The impact of merging peaks on ModiFinder performance was next evaluated in the example study. FIG. 17 shows that by merging the peaks, the performance of ModiFinder does not improve for all the pairs. In FIG. 17, part A, while the Average-Distance shows no clear advantage on datapoints that had a prediction on collision energy 20 (score above 0), the Is-Max function clearly shows merging the peaks improves the chance of assigning the highest score to the true modification site. FIG. 17, parts B-C show that the newly added peaks provide new information; however, they introduce ambiguities. These ambiguities in some cases will result in a complete miss prediction (FIG. 17, part C), or a more ambiguous prediction resulting in a lower Average-Distance Evaluation score (FIG. 17, part B).

It was hypothesized that multiple collision energies could be complementary in site localization performance. In the example study, MS/MS peaks from different collision energies of the same compound and adduct were merged. To merge two spectra of the same compound acquired with the same adduct but different collision energies, all the peaks from the smaller collision energy spectrum were copied to the aggregate spectra. Then, the peaks of the data with the larger collision energy, for each peak pi, were looped through. It was first checked if there was any peak within 10 ppm of this peak that existed in the aggregate spectra. If there was, the intensity was added to the current intensity. Otherwise, this peak was added to the aggregate spectrum with its original intensity. Finally, the aggregate spectrum was normalized. By naively merging 10, 20, and 40V into a single MS/MS spectrum, no difference was observed in localization performance using the average distance metric (FIG. 15). However, merging MS/MS spectra was shown to improve localization performance over the individual collision energy spectra when using the Is-Max evaluation method from 20V, up to 60 percent (FIG. 15).

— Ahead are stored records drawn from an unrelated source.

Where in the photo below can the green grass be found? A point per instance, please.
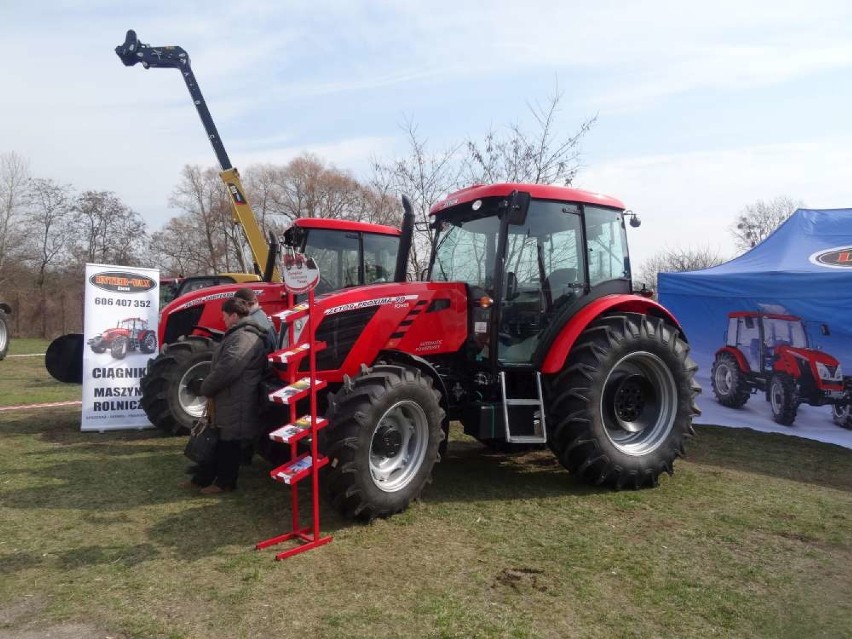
(750, 538)
(24, 380)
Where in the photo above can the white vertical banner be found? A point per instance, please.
(120, 335)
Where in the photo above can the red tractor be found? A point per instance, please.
(349, 254)
(131, 334)
(526, 331)
(772, 353)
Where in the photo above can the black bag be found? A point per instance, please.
(201, 447)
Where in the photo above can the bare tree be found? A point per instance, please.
(758, 220)
(49, 216)
(218, 245)
(538, 156)
(675, 261)
(106, 230)
(14, 176)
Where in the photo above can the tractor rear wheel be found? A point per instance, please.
(4, 335)
(728, 382)
(382, 441)
(118, 348)
(621, 409)
(784, 398)
(166, 400)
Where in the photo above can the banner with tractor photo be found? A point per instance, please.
(120, 334)
(772, 330)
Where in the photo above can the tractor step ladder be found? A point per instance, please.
(306, 465)
(534, 406)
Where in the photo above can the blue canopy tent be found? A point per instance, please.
(803, 269)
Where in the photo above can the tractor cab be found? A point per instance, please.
(530, 262)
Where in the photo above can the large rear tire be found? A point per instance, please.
(166, 400)
(4, 335)
(621, 409)
(783, 398)
(728, 382)
(382, 441)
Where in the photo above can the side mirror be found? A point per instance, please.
(511, 286)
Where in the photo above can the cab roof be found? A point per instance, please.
(344, 225)
(537, 191)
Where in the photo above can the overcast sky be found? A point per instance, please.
(702, 108)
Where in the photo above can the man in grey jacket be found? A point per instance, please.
(232, 385)
(259, 317)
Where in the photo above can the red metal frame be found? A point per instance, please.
(309, 537)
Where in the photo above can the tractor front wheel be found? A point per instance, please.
(842, 414)
(166, 398)
(728, 381)
(783, 398)
(621, 409)
(382, 441)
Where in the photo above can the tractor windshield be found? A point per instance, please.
(778, 332)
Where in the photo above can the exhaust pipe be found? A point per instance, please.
(406, 235)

This difference is rooted in the underlying construction of these methods. The Average-Distance method takes both ambiguity and proximity into account, while the Is-Max method focuses solely on the highest-scoring atoms in the localization-specifically, identifying the true modification site without considering the ambiguity from other closely scoring atoms scattered across the molecule. As more peaks are annotated, the probability of correctly identifying the modification site increases, leading to higher proximity scores. However, this also flattens the scoring distribution, increasing ambiguity and resulting in only modest changes to the average-distance score. However, the Is-Max method remains largely unaffected by this ambiguity as the additional annotated peaks typically include the true modification site. As a result, the Proximity score mostly increases, leading to a higher overall Is-Max score. This effect can be seen on the scatter plot of FIG. 17, part A, comparing 20V energy and the merged dataset for both scoring methods on the Metlin dataset. FIG. 17, part B shows an example for the case where the Average-Distance decreases but the Is-Max remains the same.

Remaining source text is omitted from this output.